Wright Medical Technologies provided financial assistance for procuring cadaver specimens and donated the intramedullary nail (IMN) and screws used. Drs. Johnston, Sears and Hatzidakis receive research registry support for patients treated with the IMN utilized for this study.

Armodios M. Hatzidakis receives intellectual property royalties related for the intramedullary nail used in this study. He is a paid consultant for Wright Medical Technologies and receives research registry support for patients treated with the intramedullary nail used for this study.

Peter S. Johnston is a paid consultant for Wright Medical Technologies. He receives research registry support for patients treated with the intramedullary nail used for this study.

Benjamin W. Sears receives research registry support for patients treated with the intramedullary nail used for this study.

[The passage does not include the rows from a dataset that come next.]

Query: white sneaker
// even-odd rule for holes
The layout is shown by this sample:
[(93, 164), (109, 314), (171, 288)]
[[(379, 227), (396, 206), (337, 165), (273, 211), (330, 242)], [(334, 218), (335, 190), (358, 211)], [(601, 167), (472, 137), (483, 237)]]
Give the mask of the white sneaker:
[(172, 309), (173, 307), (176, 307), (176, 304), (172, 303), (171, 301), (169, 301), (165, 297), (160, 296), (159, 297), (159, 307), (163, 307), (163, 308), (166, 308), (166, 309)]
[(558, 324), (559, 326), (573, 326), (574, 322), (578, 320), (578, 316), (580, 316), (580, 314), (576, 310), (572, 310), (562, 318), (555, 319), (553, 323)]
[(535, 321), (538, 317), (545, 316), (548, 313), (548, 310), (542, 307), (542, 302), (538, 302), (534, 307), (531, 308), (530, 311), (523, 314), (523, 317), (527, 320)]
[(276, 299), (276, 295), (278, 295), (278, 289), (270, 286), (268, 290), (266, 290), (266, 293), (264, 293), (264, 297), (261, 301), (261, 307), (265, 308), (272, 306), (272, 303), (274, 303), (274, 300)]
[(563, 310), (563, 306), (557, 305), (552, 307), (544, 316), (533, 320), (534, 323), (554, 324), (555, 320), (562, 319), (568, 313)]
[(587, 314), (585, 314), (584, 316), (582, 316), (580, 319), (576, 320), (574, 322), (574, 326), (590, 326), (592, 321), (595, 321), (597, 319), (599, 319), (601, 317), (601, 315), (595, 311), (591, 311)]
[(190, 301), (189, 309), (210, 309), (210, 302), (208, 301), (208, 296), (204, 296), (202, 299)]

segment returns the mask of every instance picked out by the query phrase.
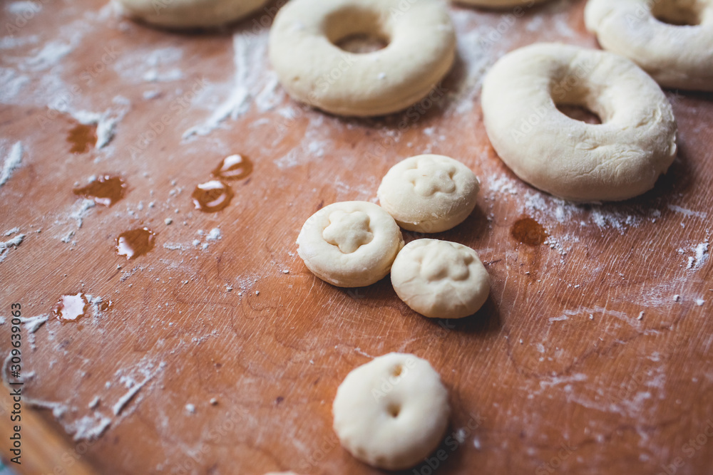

The other authors, their immediate families, and any research foundations with which they are affiliated have not received any financial payments or other benefits from any commercial entity related to the subject of this article.

Acknowledgments

The authors would like to acknowledge Libby Mauter, MS, PT, for her assistance in preparation of this manuscript.

Footnotes

No institutional review board approval was required for this study as no human research was conducted.